Pedido formal exige paragem imediata das intervenções na antiga via
O movimento Via Estreita dirigiu um pedido formal às câmaras municipais de Vila Real, Peso da Régua e Santa Marta de Penaguião para que suspendam de imediato as obras da ciclovia em curso no antigo traçado da Linha do Corgo. A iniciativa surge depois da Assembleia da República ter aprovado, a 17 de julho, um conjunto de quatro recomendações que visam a reativação ferroviária daquela infraestrutura.
No documento entregue aos executivos, o responsável pelo movimento, Daniel Conde, sustenta que a decisão parlamentar constitui um «sinal político inequívoco» e que a continuação dos trabalhos de pavimentação do canal ferroviário se torna, por isso, injustificável. A Via Estreita aponta ainda para uma alegada falta de apoio institucional durante a recolha de assinaturas que originou a petição com mais de mil subscritores, lançada no início de 2024.
- Principal preocupação: a pavimentação do canal ferroviário dificultar a futura reativação da linha.

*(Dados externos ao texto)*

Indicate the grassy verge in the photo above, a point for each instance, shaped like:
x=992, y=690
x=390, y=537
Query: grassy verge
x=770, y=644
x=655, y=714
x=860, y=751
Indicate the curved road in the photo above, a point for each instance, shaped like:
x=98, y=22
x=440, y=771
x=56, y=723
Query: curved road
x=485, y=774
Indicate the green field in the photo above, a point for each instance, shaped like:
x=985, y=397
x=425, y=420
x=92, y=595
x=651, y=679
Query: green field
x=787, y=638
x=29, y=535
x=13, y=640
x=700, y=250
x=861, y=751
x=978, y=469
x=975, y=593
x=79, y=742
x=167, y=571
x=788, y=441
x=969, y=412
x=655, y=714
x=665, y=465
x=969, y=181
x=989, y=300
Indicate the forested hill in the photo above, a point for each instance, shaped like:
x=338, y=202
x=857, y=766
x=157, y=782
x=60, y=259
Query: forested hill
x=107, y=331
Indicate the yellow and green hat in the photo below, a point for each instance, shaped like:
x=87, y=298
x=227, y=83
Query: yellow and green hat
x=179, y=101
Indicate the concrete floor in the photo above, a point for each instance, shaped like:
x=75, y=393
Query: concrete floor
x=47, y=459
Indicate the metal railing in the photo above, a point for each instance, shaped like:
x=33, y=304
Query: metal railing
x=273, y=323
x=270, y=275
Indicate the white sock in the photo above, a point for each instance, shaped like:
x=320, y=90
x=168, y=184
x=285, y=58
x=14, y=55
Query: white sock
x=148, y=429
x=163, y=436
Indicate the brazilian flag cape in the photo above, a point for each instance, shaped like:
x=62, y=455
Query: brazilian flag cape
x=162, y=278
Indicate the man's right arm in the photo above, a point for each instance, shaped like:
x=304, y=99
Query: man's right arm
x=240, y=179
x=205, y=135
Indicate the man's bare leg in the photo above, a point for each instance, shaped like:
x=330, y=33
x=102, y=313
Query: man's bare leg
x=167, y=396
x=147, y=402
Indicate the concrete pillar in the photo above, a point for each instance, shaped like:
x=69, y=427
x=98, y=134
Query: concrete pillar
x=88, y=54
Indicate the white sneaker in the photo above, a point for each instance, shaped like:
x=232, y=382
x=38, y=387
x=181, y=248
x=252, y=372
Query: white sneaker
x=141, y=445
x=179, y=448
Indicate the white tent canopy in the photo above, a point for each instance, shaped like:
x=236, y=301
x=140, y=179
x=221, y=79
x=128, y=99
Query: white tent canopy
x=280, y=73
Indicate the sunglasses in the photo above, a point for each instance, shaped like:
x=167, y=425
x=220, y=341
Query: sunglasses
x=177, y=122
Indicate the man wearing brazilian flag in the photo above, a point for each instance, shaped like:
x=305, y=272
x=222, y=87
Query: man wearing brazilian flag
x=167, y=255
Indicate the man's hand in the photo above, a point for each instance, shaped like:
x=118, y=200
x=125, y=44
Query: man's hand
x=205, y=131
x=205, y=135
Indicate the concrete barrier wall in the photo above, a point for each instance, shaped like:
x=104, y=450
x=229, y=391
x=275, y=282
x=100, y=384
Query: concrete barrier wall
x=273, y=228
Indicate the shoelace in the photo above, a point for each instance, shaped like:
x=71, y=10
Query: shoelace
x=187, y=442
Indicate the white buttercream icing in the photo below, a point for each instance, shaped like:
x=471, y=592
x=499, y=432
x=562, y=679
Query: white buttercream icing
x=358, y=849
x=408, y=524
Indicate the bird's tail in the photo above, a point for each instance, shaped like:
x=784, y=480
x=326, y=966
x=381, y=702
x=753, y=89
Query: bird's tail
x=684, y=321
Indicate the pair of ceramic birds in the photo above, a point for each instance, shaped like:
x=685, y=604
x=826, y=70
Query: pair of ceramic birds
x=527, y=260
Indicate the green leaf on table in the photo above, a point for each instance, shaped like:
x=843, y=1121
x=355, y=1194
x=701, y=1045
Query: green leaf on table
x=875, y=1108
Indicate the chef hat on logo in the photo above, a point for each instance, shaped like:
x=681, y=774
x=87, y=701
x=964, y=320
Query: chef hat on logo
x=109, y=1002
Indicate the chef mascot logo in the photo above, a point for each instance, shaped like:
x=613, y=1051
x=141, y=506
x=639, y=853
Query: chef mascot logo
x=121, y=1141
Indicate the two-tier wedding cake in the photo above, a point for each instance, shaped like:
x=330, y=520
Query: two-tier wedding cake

- Valor do investimento da ciclovia referido no documento: cerca de €1,3 milhões.
- Pedido concreto: suspensão imediata dos trabalhos até que o Governo clarifique opções técnicas e financeiras para a Linha do Corgo.
O movimento coloca também questões de oportunidade: questiona a decisão de aplicar recursos à transformação do leito ferroviário numa ciclovia quando o Plano Nacional Ferroviário prevê, em perspectiva, a reabilitação da linha. Daniel Conde alerta para os custos que uma eventual inversão da intervenção poderá implicar no futuro, pedindo às autarquias que aguardem definições governamentais antes de prosseguirem com a obra.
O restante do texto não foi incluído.